Modern pozitivist yaklaşımlar antik Yunan’da kendilerini görme yatkınlığına sahiptir. Yunanlıların doğa felsefesini tanrı düşüncesinden azade göstermek cihetiyle olgucu düşüncelerin tarihsel temelini bulmak istemişlerdir. Batı paradigmasında Antik Yunan doğa filozoflarının teist olmadığı görüşü baskın iken Jaeger bize aksini salık veriyor. Antik doğa filozoflarının aslında felsefi bir teoloji ve gerçekliğin doğası hakkında rasyonel yaklaşım sergilediğini söylüyor.(Jaeger, 2011: 13)

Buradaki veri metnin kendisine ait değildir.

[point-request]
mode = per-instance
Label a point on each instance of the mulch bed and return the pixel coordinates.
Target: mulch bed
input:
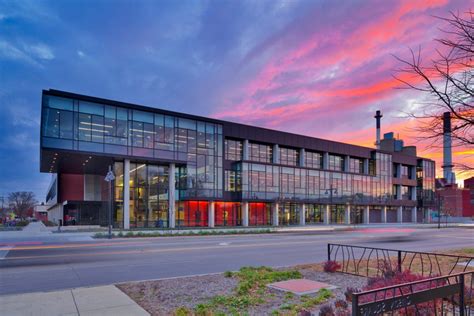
(163, 297)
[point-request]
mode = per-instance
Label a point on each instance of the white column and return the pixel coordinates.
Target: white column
(302, 214)
(366, 215)
(211, 214)
(414, 214)
(245, 214)
(302, 157)
(326, 161)
(171, 196)
(275, 212)
(126, 194)
(245, 149)
(347, 160)
(400, 214)
(384, 214)
(276, 154)
(366, 166)
(348, 214)
(327, 214)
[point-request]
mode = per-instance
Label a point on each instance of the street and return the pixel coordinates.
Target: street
(48, 265)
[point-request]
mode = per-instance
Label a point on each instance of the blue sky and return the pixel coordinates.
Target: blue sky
(259, 62)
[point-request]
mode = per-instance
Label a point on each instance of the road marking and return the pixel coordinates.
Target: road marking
(4, 252)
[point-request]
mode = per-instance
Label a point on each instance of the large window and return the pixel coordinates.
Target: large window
(260, 152)
(102, 128)
(336, 163)
(233, 149)
(289, 156)
(314, 160)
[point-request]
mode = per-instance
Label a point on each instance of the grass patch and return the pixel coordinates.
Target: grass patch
(250, 291)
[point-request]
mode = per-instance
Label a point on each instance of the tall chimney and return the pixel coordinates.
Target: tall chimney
(448, 174)
(378, 116)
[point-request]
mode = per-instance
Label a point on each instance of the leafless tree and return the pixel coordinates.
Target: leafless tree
(446, 82)
(21, 202)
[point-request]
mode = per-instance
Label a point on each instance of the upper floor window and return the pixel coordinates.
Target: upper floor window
(356, 165)
(314, 160)
(260, 152)
(336, 163)
(289, 156)
(233, 149)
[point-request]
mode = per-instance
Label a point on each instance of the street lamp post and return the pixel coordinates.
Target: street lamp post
(109, 178)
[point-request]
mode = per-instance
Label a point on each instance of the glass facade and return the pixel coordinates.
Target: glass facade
(148, 195)
(97, 128)
(260, 214)
(270, 182)
(289, 156)
(207, 167)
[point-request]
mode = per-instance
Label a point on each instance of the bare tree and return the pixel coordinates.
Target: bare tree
(21, 202)
(446, 82)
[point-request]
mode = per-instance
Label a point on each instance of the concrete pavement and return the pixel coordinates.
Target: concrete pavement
(54, 266)
(92, 301)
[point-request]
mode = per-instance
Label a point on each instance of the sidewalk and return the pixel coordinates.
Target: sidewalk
(101, 300)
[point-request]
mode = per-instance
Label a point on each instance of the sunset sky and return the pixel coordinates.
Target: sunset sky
(319, 68)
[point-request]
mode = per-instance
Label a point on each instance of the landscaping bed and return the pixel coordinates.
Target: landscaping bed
(242, 292)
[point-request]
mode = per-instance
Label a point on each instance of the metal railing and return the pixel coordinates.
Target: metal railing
(372, 262)
(444, 295)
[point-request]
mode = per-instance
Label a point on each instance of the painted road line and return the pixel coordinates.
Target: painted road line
(4, 252)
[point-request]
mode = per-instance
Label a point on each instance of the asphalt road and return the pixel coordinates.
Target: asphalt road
(45, 266)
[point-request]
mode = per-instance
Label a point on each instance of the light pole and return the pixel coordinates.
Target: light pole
(109, 178)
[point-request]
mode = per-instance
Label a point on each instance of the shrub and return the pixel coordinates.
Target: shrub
(349, 291)
(331, 266)
(326, 310)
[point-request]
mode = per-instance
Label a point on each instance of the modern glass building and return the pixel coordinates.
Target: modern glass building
(178, 170)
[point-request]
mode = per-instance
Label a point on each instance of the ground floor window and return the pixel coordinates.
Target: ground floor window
(192, 213)
(337, 214)
(314, 213)
(289, 214)
(227, 214)
(260, 214)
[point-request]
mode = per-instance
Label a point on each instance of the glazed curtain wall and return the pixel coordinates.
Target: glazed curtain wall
(269, 182)
(148, 195)
(260, 214)
(227, 214)
(92, 127)
(192, 214)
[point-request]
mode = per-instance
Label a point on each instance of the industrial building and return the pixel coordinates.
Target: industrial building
(179, 170)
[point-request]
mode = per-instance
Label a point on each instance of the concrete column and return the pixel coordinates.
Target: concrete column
(384, 214)
(347, 160)
(276, 154)
(211, 214)
(245, 214)
(366, 215)
(325, 160)
(171, 196)
(366, 166)
(275, 212)
(348, 214)
(400, 214)
(303, 214)
(327, 214)
(302, 157)
(126, 194)
(414, 214)
(245, 149)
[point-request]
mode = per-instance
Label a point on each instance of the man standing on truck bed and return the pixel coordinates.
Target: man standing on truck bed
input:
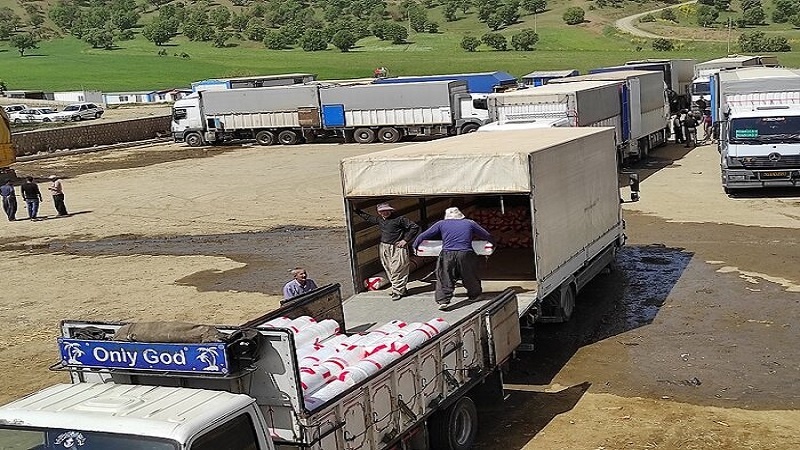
(396, 233)
(457, 259)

Jaeger eserinin başında Yunanlıların doğal teolojisini Augustinus’un De Civitate Dei adlı yapıtını vurgulayarak açıklıyor. Augustinus Romalı düşünür Varro’ya karşı çıkarak tanrının evrensel olması gerektiğini düşünmüştür. Romalılardaki milli dinin aksine Yunanlıların evrenselciliği Augustinus’un felsefesine uygundur. Teoloji dediğimiz şey de gerçek anlamda Yunanlıların yaptığıdır. (Jaeger, 2011: 17) Aristoteles Metafizik eserinde tanrının evrenin hareket etmeyen hareket ettiricisi olduğun söylemekle tanrı düşüncesini belli eder. Her ne kadar Tanrı düşüncesi Aristoteles’te göze çarpsa da daha önce Platon’da sistematik bir betimleme ve onun da öncesinde Milet Okulu ve öncüllerinde tanrısal olana atıflar bulunmaktadır. (Jaeger, 2011: 19)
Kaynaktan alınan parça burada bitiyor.